Dominic Tarr wrote:
>>...Karl Popper did make an attempt to explain
>>free-will in term of "self-diagonalization" indeed. The basic and
>>simple idea is that IF I can totally predict myself, then I have the
>>opportunity to refute such a prediction. This is why in a trial your
>>lawyer cannot invoke determinacy (like my client has made a murder, but
>>really he was just obeying to the physical laws), because if such a
>>determination can make sense then the "client" could have use in some
>>responsible way to escape its murderer fate still without violating the
>>physical laws. I don't pretend there is any rigor here.
>>"Free from what?": Free from what you can determine.

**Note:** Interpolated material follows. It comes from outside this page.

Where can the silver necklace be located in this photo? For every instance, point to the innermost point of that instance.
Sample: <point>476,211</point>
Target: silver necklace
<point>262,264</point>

The one who can
>>determine that heavy bodies fall, will soon or later be able to fly.
> 
> 
> I was just about to make a post to this effect, and then when i read
> down to the end i found it.
> 
> but so how could primes be said to have free will? primes are complex
> in the sense that they can not be predicted except by performing the
> calculation they literally represent faster than some algorithm which
> you are trying to beat.
> 
> likewise, one could surely calculate the outcome of a coin flip with a
> sufficiently large and accurate number of measurements and fast
> calculations, or even a human being, 

The statistician Persis Diaconis can flip a coin and predict the outcome of 
each 
  flip (as can many magicians).

>if you could accurately model
> them and a sufficient amount of their local environment. there is no
> shortcut to computing these things, you just have do all the hard work
> quickly to make a prediction, so they are all complex, if not free.
> 
> however, as a person's local environment might plausibly contain a
> computer which modeled their local environment and predicted their
> behaviour. so the model would actually have to model itself, 

Why assume the computer is part of the person's environment?

>now
> having to recalculate what the subject will do after every calculation

Why assume the calculation is communicated to the person?

> would take so long the subject would have already done something and
> the model wouldn't be making a prediction any more!
> 
> this looks like a different order of magnitude of unpredictability to
> what primes and coins have, because of the potential self-referential
> step.
> 
> perhaps the key is that primes and coins do not have a will, thus
> remain indifferent to being predicted. so you might say they are
> "free", but you could not say they had "freewill".

Actually, in some circumstances you can predict what a person will do.  Does 
that somehow prevent them from doing it or deny them "freewill" (whatever that 
is).  See the Grey Walter experiment for an interesting example.